South Africa at the time was the world’s pariah, and Western artists avoided the country like the plague, starving the progressives of the music and culture they wanted so badly.
Rodriguez’s bootleg record filled a void, and his rebellious songs became underground anthems for millions— the South African equivalent of “Kumbaya” and “ Satisfaction” rolled into one. Rodriguez’s albums circulated by the hundreds of thousands, year after year in South Africa, in censored and uncensored and legal and bootleg versions. A myth grew around Rodriguez in South Africa that he had committed suicide on stage to protest a cold, unfeeling world. To the contrary, Rodriguez had remained in Detroit, worked as a laborer and quietly raised a family. His professional music career abruptly ended after his second non-selling album tanked and his recording contract was yanked.
A South African journalist tracked Rodriguez down in the late 90s, and brought him to South Africa where sold-out several concert tours—and he was revered for helping bring down the apartheid system.

So, here’s the classic Show Biz Question: “Where are my royalties?” The answer? “There are no royalties, or, hire an attorney and just try to get them.”

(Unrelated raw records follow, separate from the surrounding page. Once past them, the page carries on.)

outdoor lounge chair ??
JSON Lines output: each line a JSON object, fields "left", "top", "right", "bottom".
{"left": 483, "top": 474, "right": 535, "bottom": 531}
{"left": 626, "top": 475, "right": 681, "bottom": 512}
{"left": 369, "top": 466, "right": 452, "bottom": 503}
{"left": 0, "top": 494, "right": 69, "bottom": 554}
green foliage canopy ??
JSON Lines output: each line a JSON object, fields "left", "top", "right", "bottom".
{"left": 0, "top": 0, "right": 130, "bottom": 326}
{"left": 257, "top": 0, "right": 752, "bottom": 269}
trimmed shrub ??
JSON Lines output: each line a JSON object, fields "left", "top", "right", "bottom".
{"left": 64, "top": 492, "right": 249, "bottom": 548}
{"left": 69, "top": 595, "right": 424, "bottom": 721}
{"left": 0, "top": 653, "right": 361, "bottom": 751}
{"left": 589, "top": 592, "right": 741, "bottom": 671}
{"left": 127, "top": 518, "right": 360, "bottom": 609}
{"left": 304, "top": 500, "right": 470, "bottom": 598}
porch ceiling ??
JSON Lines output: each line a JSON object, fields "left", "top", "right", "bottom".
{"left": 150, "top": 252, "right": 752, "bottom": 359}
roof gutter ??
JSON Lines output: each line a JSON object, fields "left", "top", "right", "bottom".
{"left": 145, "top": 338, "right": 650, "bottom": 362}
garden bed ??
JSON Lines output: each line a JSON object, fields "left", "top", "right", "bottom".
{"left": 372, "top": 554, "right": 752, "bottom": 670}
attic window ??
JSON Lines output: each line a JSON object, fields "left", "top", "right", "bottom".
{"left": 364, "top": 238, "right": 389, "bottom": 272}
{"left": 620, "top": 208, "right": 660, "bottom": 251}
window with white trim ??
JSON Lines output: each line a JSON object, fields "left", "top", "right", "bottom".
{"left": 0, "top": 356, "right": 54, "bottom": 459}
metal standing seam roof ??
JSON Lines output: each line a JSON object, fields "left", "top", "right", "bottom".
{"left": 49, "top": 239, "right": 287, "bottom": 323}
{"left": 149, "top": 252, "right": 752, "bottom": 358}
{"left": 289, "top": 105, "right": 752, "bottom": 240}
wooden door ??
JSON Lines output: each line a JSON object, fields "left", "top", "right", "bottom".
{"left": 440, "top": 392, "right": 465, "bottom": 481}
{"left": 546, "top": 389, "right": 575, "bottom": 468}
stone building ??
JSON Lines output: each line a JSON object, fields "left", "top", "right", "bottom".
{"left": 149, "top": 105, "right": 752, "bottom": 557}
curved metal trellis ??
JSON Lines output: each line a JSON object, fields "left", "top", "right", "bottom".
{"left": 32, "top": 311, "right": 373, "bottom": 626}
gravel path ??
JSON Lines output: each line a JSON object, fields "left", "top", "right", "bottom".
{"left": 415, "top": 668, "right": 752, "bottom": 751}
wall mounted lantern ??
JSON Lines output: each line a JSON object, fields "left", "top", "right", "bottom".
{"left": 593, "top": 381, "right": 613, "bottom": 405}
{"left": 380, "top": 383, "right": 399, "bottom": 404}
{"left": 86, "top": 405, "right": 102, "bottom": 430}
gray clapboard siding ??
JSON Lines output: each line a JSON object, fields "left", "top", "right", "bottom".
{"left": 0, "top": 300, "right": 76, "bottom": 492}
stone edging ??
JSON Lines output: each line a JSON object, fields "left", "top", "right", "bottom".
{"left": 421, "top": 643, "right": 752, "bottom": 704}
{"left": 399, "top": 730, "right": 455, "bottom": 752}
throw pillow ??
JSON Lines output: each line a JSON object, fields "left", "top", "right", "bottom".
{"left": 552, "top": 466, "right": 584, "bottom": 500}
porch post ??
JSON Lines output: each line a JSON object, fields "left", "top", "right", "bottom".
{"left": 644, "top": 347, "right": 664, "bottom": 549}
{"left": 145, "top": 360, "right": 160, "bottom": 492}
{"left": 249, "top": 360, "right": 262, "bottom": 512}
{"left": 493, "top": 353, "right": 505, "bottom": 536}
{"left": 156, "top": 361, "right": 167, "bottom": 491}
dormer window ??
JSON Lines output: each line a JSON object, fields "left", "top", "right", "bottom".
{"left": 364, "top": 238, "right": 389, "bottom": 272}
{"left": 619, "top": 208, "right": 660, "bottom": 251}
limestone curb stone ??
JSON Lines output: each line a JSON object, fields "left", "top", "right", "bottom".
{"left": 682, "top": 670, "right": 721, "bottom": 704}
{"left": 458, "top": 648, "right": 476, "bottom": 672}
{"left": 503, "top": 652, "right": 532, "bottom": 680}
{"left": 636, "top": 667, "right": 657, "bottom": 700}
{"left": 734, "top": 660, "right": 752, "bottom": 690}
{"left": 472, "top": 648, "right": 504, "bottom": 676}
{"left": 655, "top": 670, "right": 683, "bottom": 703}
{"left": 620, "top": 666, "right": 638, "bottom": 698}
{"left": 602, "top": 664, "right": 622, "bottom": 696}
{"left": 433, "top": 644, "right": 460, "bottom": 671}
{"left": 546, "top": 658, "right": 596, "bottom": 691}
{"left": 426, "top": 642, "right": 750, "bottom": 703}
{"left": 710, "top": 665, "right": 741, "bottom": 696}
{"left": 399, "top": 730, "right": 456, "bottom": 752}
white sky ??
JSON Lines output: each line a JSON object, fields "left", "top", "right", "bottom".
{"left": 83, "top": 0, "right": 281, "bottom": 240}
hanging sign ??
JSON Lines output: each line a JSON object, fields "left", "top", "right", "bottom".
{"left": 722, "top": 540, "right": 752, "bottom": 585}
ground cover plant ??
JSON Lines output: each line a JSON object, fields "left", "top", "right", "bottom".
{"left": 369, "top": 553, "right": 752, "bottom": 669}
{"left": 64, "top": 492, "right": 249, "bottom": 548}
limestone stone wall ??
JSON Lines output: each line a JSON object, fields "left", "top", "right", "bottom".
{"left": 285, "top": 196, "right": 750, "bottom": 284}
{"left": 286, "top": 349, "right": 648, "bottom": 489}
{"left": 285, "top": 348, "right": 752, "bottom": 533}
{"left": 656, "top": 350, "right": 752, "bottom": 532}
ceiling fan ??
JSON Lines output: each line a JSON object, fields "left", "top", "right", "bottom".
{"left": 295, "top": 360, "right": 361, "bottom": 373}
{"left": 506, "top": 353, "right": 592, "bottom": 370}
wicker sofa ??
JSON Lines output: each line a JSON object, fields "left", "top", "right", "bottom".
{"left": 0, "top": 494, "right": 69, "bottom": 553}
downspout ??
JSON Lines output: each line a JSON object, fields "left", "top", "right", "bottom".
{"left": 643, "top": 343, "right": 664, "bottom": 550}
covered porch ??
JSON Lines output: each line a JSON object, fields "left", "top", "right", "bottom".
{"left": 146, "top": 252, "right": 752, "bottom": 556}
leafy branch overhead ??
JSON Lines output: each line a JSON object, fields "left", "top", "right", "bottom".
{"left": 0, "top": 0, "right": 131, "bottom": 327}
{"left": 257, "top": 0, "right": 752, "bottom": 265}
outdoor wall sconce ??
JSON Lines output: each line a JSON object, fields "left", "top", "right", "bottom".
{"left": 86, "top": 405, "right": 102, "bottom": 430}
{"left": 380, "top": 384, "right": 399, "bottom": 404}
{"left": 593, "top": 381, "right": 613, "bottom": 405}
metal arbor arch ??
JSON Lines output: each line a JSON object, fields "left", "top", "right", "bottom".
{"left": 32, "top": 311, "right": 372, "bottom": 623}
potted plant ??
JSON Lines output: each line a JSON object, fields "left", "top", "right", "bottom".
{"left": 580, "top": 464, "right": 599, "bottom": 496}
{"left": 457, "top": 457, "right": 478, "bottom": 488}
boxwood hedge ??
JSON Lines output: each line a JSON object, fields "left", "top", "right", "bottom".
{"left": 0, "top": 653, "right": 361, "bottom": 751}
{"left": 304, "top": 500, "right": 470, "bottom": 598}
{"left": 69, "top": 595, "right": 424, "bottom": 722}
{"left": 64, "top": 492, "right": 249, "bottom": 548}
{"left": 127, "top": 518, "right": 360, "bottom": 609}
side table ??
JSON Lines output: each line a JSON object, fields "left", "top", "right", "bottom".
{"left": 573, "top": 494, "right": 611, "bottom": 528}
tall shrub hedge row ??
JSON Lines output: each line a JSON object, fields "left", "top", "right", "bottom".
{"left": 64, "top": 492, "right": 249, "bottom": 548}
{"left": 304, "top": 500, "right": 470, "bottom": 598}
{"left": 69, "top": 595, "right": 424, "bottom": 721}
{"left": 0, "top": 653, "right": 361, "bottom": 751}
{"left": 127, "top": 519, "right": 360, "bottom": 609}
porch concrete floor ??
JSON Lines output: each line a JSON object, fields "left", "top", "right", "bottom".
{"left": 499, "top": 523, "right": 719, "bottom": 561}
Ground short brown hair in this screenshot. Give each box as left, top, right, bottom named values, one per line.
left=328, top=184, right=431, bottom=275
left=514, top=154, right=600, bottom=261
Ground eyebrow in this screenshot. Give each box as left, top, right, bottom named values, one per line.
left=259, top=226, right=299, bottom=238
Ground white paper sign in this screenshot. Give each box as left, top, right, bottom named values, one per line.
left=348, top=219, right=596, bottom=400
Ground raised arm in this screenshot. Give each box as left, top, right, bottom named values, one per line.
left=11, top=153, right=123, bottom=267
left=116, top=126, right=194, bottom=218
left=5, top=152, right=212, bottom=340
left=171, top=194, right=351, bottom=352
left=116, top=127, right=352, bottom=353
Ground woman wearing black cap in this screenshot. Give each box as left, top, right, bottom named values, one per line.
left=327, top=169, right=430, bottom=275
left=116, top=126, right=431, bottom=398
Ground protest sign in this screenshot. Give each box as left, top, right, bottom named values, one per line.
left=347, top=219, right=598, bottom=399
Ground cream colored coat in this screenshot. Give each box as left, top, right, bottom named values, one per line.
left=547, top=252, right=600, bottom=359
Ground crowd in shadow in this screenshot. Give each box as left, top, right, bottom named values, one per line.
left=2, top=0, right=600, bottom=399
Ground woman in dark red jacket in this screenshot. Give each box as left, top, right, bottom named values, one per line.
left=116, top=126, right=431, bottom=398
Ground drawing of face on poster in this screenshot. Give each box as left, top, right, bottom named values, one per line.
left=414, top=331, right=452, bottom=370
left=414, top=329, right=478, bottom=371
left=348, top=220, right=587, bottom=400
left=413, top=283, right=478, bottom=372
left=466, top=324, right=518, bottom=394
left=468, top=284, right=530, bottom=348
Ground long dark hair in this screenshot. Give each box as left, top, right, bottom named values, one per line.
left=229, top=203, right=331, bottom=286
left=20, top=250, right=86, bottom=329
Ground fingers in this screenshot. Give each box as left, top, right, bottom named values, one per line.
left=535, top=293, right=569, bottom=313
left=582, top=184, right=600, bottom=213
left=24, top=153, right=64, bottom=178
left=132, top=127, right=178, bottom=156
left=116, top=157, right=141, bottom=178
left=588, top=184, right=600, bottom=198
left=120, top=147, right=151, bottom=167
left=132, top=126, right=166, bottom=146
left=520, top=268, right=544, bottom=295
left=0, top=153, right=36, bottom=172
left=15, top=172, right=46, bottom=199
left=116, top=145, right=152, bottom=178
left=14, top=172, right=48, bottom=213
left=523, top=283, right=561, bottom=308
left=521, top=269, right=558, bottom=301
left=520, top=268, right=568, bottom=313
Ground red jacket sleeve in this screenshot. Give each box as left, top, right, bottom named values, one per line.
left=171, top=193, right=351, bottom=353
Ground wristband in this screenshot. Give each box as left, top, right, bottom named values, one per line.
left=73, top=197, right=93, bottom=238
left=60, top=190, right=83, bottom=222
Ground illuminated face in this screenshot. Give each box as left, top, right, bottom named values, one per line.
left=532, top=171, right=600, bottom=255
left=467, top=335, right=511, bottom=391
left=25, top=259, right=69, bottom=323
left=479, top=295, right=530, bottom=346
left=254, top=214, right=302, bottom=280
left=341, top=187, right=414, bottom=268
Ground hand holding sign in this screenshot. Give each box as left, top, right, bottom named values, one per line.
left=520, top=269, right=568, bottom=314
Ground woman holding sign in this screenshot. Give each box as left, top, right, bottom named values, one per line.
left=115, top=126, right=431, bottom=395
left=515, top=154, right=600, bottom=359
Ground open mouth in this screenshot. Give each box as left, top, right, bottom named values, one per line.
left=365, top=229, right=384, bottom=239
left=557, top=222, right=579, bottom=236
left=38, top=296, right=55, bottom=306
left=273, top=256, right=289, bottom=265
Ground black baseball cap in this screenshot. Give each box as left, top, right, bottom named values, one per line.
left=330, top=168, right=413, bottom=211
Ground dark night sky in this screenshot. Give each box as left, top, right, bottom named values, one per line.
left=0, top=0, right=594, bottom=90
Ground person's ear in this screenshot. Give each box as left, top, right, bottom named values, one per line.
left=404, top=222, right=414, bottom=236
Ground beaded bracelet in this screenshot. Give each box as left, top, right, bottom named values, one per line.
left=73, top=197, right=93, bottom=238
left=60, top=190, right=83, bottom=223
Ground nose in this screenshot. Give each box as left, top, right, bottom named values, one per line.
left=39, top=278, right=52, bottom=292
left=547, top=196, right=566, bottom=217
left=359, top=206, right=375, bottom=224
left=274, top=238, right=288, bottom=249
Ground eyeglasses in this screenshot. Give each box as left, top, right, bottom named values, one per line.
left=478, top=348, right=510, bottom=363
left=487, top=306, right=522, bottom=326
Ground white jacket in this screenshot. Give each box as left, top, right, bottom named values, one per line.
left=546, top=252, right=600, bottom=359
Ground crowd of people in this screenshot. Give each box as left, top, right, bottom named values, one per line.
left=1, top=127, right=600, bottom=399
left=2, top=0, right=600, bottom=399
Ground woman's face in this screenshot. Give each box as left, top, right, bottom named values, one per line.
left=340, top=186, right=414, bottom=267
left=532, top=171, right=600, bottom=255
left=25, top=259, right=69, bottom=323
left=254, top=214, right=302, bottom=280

Anyone with the slightest involvement in royalties knows this dialogue. Of course, some stars do just fine collecting them. Though certainly not a star, I’m astounded that the Directors Guild of America tracked me down after many decades to pay me a measly $10.67. If it weren’t for a union contract, I’d never have received that. I wish the Waters’ films I had worked on had DGA contracts. I’m sure hundreds of others, who worked on low-budget-hell productions that eventually paid off, even decades later, would agree.
Wouldn’t it be nice if all unions had no/low budget agreements and welcomed all to share in the spoils—rare as they are? But how un-capitalist is that? And former low/no budget filmmakers love capitalism, especially when they finally have the wherewithal to hire good attorneys.